Cette ligne de défense sert d’abord Claude Guéant. Elle cherche à dissocier l’exécutant du décideur. Mais elle dit aussi quelque chose du fonctionnement du pouvoir : dans un cabinet présidentiel, les ordres ne circulent pas toujours par écrit, ce qui complique ensuite la preuve pénale. Quand tout repose sur des souvenirs, des notes, des attestations et des rapports de confiance, la frontière entre consigne politique et manœuvre délictueuse devient plus difficile à tracer. C’est l’un des nœuds du dossier.

La riposte à Nicolas Sarkozy

La plaidoirie a aussi visé Nicolas Sarkozy frontalement. Selon l’avocat, l’ancien président a changé de posture pendant l’appel : il serait passé du rôle de prévenu à celui de procureur contre ses anciens collaborateurs. Cette critique touche une ligne sensible du dossier. En attaquant la crédibilité de Claude Guéant, Nicolas Sarkozy fragilise un témoin-clé de sa propre défense. En retour, la défense de Guéant l’accuse de l’abandonner au moment où sa parole pèse le plus.

Cette rupture profite d’abord à l’accusation, car elle donne l’image d’un camp divisé. Mais elle expose aussi un rapport de force très inégal. Nicolas Sarkozy reste le centre politique du dossier. Claude Guéant, lui, comparaît diminué, absent, et confronté à une peine de six ans de prison requise par le parquet général. Le contraste est brutal : l’un peut encore plaider sa cause dans l’arène publique, l’autre passe par des attestations et des avocats interposés.

Les familles des victimes de l’attentat du DC-10 occupent, dans ce débat, une place essentielle et souvent oubliée. Leur intérêt est double : comprendre le rôle des responsables politiques français dans la remise en cause d’Abdallah Senoussi, et éviter que l’affaire du financement occulte ne fasse disparaître la mémoire du crime originel.
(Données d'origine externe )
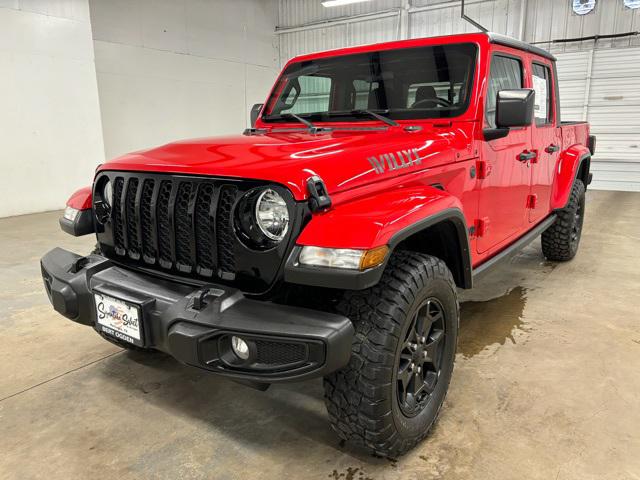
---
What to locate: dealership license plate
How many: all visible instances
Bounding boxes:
[94,292,143,346]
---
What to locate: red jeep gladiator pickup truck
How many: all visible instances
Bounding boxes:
[41,33,595,456]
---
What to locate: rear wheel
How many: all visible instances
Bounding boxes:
[542,180,585,262]
[324,252,459,457]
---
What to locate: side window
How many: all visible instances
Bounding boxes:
[531,63,553,125]
[279,75,331,113]
[353,79,380,110]
[406,82,463,108]
[485,55,523,128]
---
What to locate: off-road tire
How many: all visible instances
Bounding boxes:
[542,179,585,262]
[324,251,459,458]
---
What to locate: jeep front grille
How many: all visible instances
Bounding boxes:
[105,174,238,277]
[93,171,300,293]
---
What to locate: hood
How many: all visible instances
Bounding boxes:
[100,125,470,200]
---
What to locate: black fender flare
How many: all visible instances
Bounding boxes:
[389,208,473,289]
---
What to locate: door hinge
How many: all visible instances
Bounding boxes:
[469,217,489,238]
[476,160,491,180]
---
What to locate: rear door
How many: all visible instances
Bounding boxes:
[476,51,531,253]
[529,58,562,222]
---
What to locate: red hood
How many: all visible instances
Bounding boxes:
[100,125,470,200]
En rappelant ce lien, la défense de Guéant tente d’humaniser son client. Mais elle rappelle aussi que, derrière les stratégies de palais, il y a un dossier terroriste et 170 morts.

Les enjeux concrets pour la suite

Le parquet général a, de son côté, réclamé six ans de prison ferme contre Claude Guéant, soit une peine proche de celle prononcée en première instance. Cette demande montre que l’accusation n’a pas renoncé à faire de l’ancien ministre et haut fonctionnaire un relais central du système soupçonné. Si la cour suit cette logique, elle confortera l’idée d’un réseau politique organisé autour de la campagne de 2007. Si elle s’en écarte, elle fragilisera l’architecture globale du dossier.

Pour Nicolas Sarkozy, l’enjeu est encore plus large. Une confirmation de culpabilité en appel consoliderait un faisceau de décisions judiciaires défavorables, dans un contexte déjà alourdi par d’autres affaires. Une relaxe ou une requalification, au contraire, lui redonnerait une marge politique et symbolique, même limitée. Mais pour l’instant, la cour n’a pas tranché. Les avocats de l’ancien président doivent encore plaider, puis les magistrats rendront leur décision à l’automne.

Ce qu’il faut surveiller, désormais, c’est donc moins une nouvelle déclaration d’audience qu’une date : le 30 novembre, quand la cour d’appel livrera son arrêt. D’ici là, le dossier restera suspendu entre deux lectures opposées. D’un côté, celle d’un pacte politique ayant débordé le cadre légal. De l’autre, celle d’un procès où beaucoup d’éléments existent, mais où la preuve décisive du financement demeure contestée.